DG: Absolutely. There are still reverberations from that period that continue to this day. Environmentalism had antecedents with people like Thoreau, but its explosion as a mass movement was the direct outgrowth of hippie culture. Many of the creators of a lot of the internet in the ’90s, including Steve Jobs, took psychedelics. On the political side, there is a direct line from the civil rights and anti-war movements to feminism, the gay rights movement, CodePink, Occupy Wall Street, and many aspects of the Sanders campaign.

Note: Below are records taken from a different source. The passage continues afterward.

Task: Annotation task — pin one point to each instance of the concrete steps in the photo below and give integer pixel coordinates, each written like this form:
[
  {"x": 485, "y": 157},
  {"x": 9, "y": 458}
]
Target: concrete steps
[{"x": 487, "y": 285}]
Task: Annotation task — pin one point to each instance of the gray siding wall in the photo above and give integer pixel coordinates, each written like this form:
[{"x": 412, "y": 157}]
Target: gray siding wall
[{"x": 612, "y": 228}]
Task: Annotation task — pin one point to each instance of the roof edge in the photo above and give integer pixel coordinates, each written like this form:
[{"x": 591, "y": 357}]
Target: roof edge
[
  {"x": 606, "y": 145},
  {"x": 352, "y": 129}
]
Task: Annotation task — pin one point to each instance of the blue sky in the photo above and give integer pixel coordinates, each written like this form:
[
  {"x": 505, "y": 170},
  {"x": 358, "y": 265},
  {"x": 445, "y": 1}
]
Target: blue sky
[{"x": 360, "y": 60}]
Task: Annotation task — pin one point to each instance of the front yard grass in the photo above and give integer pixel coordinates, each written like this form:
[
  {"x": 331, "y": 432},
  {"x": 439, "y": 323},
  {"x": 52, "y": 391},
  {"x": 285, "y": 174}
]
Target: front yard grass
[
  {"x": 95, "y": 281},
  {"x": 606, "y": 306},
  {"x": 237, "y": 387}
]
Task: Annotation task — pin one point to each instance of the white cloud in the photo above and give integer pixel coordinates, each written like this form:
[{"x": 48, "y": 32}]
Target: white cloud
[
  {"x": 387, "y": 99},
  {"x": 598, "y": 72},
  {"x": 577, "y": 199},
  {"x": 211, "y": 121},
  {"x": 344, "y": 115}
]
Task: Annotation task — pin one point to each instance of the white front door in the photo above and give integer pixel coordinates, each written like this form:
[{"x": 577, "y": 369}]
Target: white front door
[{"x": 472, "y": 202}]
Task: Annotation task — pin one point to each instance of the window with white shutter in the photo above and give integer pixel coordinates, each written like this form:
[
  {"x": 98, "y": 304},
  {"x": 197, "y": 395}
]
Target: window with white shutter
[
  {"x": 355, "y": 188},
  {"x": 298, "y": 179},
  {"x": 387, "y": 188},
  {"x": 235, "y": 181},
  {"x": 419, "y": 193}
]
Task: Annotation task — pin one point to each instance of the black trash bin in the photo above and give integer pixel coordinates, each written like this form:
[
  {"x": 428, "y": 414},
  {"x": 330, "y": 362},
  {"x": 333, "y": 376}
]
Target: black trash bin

In the spiritual realm, in 1967, Richard Alpert, the fired Harvard professor who was Tim Leary’s protégé in popularizing LSD, went to India, met his guru Neem Karoli Baba, was renamed Ram Dass, wrote the book Be Here Now, a major catalyst of the New Age movement. And in 1967 the Beatles, who were the most famous musicians in the world, were introduced to meditation, which overnight went from being a word known primarily in monasteries and theology departments to being part of the language of pop culture.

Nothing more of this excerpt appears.